Sebagai Pemangku, Bagus bersyukur akan kehidupan antar umat beragama di Lampung. Saling memberi. Solidaritas. Menciptakan suasana rukun dan damai. Ia menyebutnya dalam beberapa momen. 

Tanggal 18 Juni adalah hari ulang tahun pura yang terletak di atas bukit Panjang, Bandar Lampung. Pada hari itu, Umat Hinhu merayakan upacara keagamaan. Hari itu juga jalur lalu lintas macet.

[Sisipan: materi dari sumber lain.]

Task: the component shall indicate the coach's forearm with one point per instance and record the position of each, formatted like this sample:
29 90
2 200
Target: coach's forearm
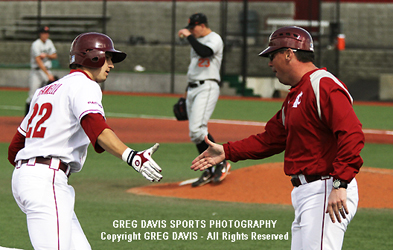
109 141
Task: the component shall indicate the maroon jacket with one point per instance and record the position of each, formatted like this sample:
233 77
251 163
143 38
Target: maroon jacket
316 126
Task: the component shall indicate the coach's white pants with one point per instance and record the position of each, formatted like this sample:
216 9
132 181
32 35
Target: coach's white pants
44 195
312 228
200 104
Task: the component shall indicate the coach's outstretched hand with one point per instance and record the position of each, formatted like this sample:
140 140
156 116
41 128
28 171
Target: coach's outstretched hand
142 162
213 155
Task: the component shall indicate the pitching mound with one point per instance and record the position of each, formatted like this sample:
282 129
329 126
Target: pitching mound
268 184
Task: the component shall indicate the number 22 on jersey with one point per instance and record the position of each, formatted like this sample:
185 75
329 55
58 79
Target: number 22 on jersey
37 130
204 62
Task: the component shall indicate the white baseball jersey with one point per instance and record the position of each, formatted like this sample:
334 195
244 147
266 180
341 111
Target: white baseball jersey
38 47
209 67
52 126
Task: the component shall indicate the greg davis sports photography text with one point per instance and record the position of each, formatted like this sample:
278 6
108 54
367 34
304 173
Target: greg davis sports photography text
193 230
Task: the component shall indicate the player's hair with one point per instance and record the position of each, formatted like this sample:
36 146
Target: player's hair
305 56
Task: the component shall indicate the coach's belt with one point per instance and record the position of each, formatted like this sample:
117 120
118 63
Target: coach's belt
195 84
301 179
198 83
49 162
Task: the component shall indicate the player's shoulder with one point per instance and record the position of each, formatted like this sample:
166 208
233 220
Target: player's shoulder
79 81
214 35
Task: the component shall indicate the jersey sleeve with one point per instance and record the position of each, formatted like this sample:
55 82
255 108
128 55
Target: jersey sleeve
35 50
52 47
339 116
87 99
93 125
215 44
17 143
272 141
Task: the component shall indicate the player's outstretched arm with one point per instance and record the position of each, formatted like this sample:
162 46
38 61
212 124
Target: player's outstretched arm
141 161
213 155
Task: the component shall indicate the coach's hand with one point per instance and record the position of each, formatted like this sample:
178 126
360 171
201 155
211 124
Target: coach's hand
213 155
142 162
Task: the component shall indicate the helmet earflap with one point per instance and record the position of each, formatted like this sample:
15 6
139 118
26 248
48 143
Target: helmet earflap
88 50
289 37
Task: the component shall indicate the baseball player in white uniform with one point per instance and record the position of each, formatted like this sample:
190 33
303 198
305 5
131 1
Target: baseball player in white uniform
42 52
203 88
52 140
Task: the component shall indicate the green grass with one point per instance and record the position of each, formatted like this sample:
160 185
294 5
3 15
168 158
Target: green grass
101 198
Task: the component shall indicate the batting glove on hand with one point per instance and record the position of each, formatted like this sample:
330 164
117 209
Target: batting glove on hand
142 162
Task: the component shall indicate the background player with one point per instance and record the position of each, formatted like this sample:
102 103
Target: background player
52 140
203 88
322 138
42 52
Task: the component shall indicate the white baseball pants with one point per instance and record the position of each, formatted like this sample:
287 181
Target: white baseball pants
312 228
44 195
200 104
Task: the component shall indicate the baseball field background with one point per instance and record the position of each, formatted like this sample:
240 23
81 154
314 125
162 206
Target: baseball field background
102 200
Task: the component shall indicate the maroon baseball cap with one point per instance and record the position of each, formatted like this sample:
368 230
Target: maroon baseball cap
196 19
43 29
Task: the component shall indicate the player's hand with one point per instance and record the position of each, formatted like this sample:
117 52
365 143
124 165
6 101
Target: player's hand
337 204
142 162
213 155
183 33
43 55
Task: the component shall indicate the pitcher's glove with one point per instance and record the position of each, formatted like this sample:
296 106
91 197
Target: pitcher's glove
142 162
180 109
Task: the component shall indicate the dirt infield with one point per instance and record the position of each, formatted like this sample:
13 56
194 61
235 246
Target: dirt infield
257 184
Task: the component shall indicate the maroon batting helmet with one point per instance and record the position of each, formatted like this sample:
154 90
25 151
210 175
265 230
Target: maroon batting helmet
289 37
88 50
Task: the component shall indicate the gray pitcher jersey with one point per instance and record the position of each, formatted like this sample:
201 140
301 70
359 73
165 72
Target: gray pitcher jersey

Nah, seperti biasanya, orang-orang muda umat Muslim berperan menjaga keamanan sekitar dan pengaturan tempat parkir agar mengurangi kemacetan lalu lintas.      

Sebaliknya, pada Hari Raya Idul Fitri. “Di tempat tinggal Bagus, di Labuhan Dalam, Bandar Lampung, kami yang beragama Hindu ‘menjaga masjid.’ Mengamankan motor dan sandal,” ungkapnya.

Lain pula yang terjadi di Sribawono. Setiap Natal, keluarga Bagus berkunjung ke orangtua Asih di Sribawono.

Salah satu anaknya Bagus yang bungsu (5), minta izin untuk pergi ke gereja saat Misa Natal. Pulang dari gereja, anaknya membawa beberapa kue. “Pak, di gereja kuenya banyak. Ini saya dikasih,” kata Bagus meniru kata-kata anak bungsunya yang masih kecil itu.

Tak ada perboden 

Bagus menjalin relasi baik dengan penganut agama lain. Tak pernah ada masalah. Kepada umatnya, ia sering menekankan untuk saling asah, saling asih dan saling asuh.

Ini yang dinamakan Tri Hita Karana dalam ajaran Hindu.

Ada tiga penyebab kerukunan:

  • Kepada Tuhan
  • Kepada manusia
  • Kepada alam semesta.    

Burung gereja dan burung kaji sering berada di pura. Sebagai Pemangku, Bagus memberi kebebasan kepada burung-burung itu.

Ia tak pernah berniat untuk memasang spanduk besar di puranya, bertuliskan, “Burung gereja dilarang masuk ke pura.” Atau, “Burung kaji dilarang masuk ke pura.”

“Kalau hewan saja bisa rukun dan bersatu, mengapa manusia tidak bisa,” tegasnya.

Belum tertib

Di agama Katolik, ada beberapa hal yang membuat Bagus salut dan ingin menirunya. Yakni:

Tertib administrasi

Di mana pun ada gereja, pasti ada identitasnya. Ada plang gereja. Tertulis nama paroki dan alamat. Data umat dan Kartu Keluarga Umat pasti tertata rapi.

“Sedangkan kami masih tertatih-tatih. Ini menjadi kerinduan kami untuk mewujudkan tertib administrasi. Di tempat kami ada 15 PHDI (Parisada Hindhu Dharma Indonesia) Provinsi Lampung, tetapi belum memiliki struktur dan data yang baik,” ungkapnya.

Yayasan Pendidikan Katolik

Selalu terbuka memberikan fasilitas terhadap agama lain. “Saya adalah salah satu guru pembimbing agama Hindu di SMA Xaverius Pahoman,” akunya.

Bidang sosial

Setiap ada bencana alam, umat Katolik terkoordinasi untuk memberikan sumbangan berupa dana, makanan, pakaian layak pakai, susu, alat-alat sekolah, dll. “Ini saya saksikan sendiri waktu tsunami di Kalianda, Lampung Selatan,” jelasnya.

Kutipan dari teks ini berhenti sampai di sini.